Chi-Keong Goh1, Eu-Jin Teoh, Kay Chen Tan

  • 1Data Storage Institute, Agency for Science, Technology, and Research, Singapore. Goh_Chi_Keong@dsi.astar.edu.sg

IEEE Transactions on Neural Networks
|September 10, 2008
PubMed
Summary
This summary is machine-generated.

This study introduces a novel hybrid evolutionary approach to optimize artificial neural networks (ANNs).

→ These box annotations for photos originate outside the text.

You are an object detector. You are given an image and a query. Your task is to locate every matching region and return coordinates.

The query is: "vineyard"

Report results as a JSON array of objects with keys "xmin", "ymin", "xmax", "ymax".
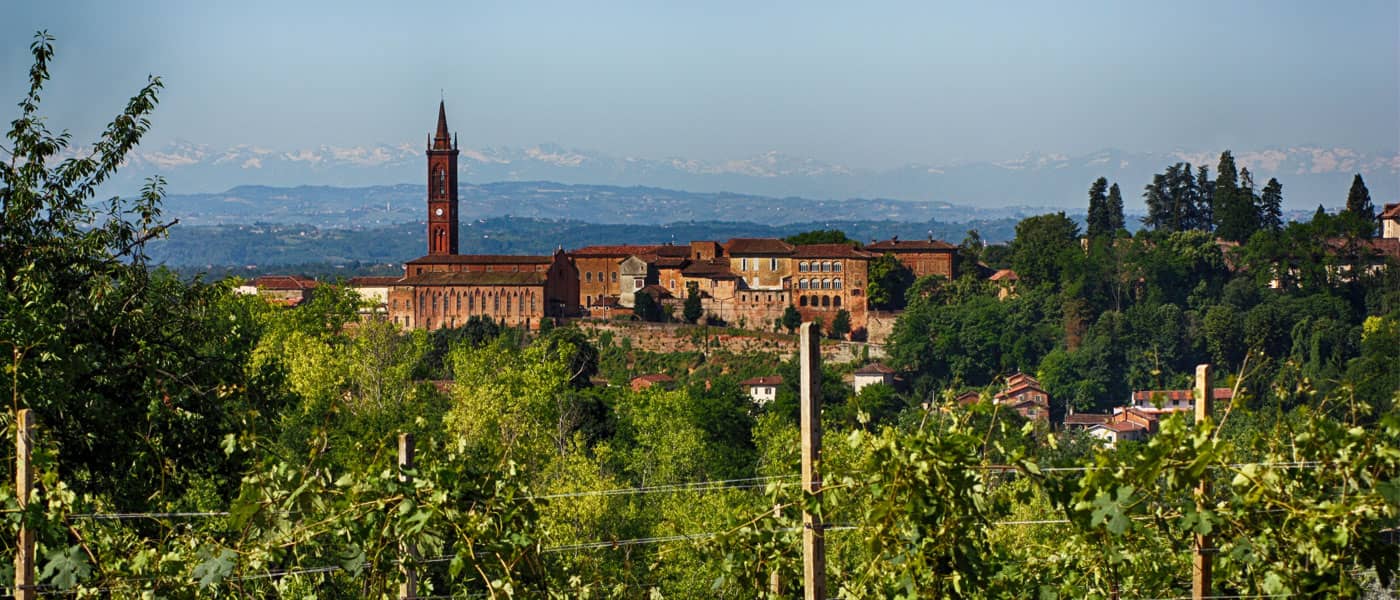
[{"xmin": 0, "ymin": 35, "xmax": 1400, "ymax": 600}]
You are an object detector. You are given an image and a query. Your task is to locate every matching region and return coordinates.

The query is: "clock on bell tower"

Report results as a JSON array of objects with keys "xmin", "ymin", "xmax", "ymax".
[{"xmin": 428, "ymin": 102, "xmax": 458, "ymax": 256}]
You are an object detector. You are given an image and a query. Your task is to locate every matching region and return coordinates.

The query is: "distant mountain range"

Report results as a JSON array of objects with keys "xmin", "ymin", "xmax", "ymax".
[
  {"xmin": 156, "ymin": 182, "xmax": 1047, "ymax": 226},
  {"xmin": 118, "ymin": 143, "xmax": 1400, "ymax": 211}
]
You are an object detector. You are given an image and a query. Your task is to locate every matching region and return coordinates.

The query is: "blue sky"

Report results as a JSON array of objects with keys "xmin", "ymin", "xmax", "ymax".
[{"xmin": 0, "ymin": 0, "xmax": 1400, "ymax": 168}]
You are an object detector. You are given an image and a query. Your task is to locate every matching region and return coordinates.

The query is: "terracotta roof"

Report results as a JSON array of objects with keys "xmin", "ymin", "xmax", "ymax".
[
  {"xmin": 251, "ymin": 276, "xmax": 321, "ymax": 290},
  {"xmin": 855, "ymin": 362, "xmax": 895, "ymax": 375},
  {"xmin": 634, "ymin": 284, "xmax": 675, "ymax": 299},
  {"xmin": 1064, "ymin": 413, "xmax": 1113, "ymax": 425},
  {"xmin": 724, "ymin": 238, "xmax": 794, "ymax": 256},
  {"xmin": 1133, "ymin": 387, "xmax": 1235, "ymax": 404},
  {"xmin": 1326, "ymin": 238, "xmax": 1400, "ymax": 260},
  {"xmin": 953, "ymin": 390, "xmax": 981, "ymax": 406},
  {"xmin": 407, "ymin": 255, "xmax": 554, "ymax": 264},
  {"xmin": 568, "ymin": 245, "xmax": 665, "ymax": 259},
  {"xmin": 346, "ymin": 276, "xmax": 403, "ymax": 288},
  {"xmin": 398, "ymin": 271, "xmax": 549, "ymax": 285},
  {"xmin": 865, "ymin": 238, "xmax": 958, "ymax": 252},
  {"xmin": 680, "ymin": 259, "xmax": 739, "ymax": 280},
  {"xmin": 651, "ymin": 256, "xmax": 689, "ymax": 269},
  {"xmin": 1093, "ymin": 421, "xmax": 1147, "ymax": 434},
  {"xmin": 792, "ymin": 243, "xmax": 879, "ymax": 260}
]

The method uses a geometrical measure for efficient neuron selection, improving training speed and performance.

Related Experiment Videos

Last Updated: Jul 1, 2026

Spatial Multiobjective Optimization of Agricultural Conservation Practices using a SWAT Model and an Evolutionary Algorithm
11:53

Spatial Multiobjective Optimization of Agricultural Conservation Practices using a SWAT Model and an Evolutionary Algorithm

Published on: December 9, 2012

Area of Science:

  • Artificial Intelligence
  • Computational Neuroscience
  • Machine Learning

Background:

  • Evolutionary algorithms mimic biological evolution for stochastic search.
  • Artificial neural networks (ANNs) increasingly use evolutionary approaches for training.
  • Optimizing ANN performance and architecture simultaneously often leads to slow training.

Purpose of the Study:

  • To develop a geometrical measure using singular value decomposition (SVD) to estimate the optimal number of neurons for single-hidden-layer feedforward neural networks (SLFNs).
  • To introduce a hybrid multiobjective evolutionary approach for efficient ANN training and architectural adaptation.
  • To enhance the training process by incorporating variable-length representations, architectural recombination, and a microhybrid genetic algorithm (microHGA).

Main Methods:

  • A geometrical measure based on SVD for estimating neuron requirements in SLFNs.
  • A hybrid multiobjective evolutionary algorithm featuring variable-length representations for flexible network structures.
  • An architectural recombination procedure guided by the geometrical measure for adaptive neuron adjustment and information exchange.
  • A microhybrid genetic algorithm (microHGA) with adaptive local search for fine-tuning network parameters.

Main Results:

  • The proposed geometrical measure effectively estimates the necessary number of neurons for SLFNs.
  • The hybrid evolutionary approach demonstrates efficient adaptation of neural network architectures.
  • The microHGA with adaptive local search provides effective local fine-tuning, improving overall performance.
  • Validation across diverse datasets confirms the effectiveness and contributions of the proposed approach compared to existing algorithms.

Conclusions:

  • The developed geometrical measure and hybrid evolutionary approach offer a significant advancement in training artificial neural networks.
  • This method addresses the challenge of slow training times associated with simultaneous optimization of ANN performance and architecture.
  • The approach provides a robust and adaptable framework for designing and training efficient neural networks.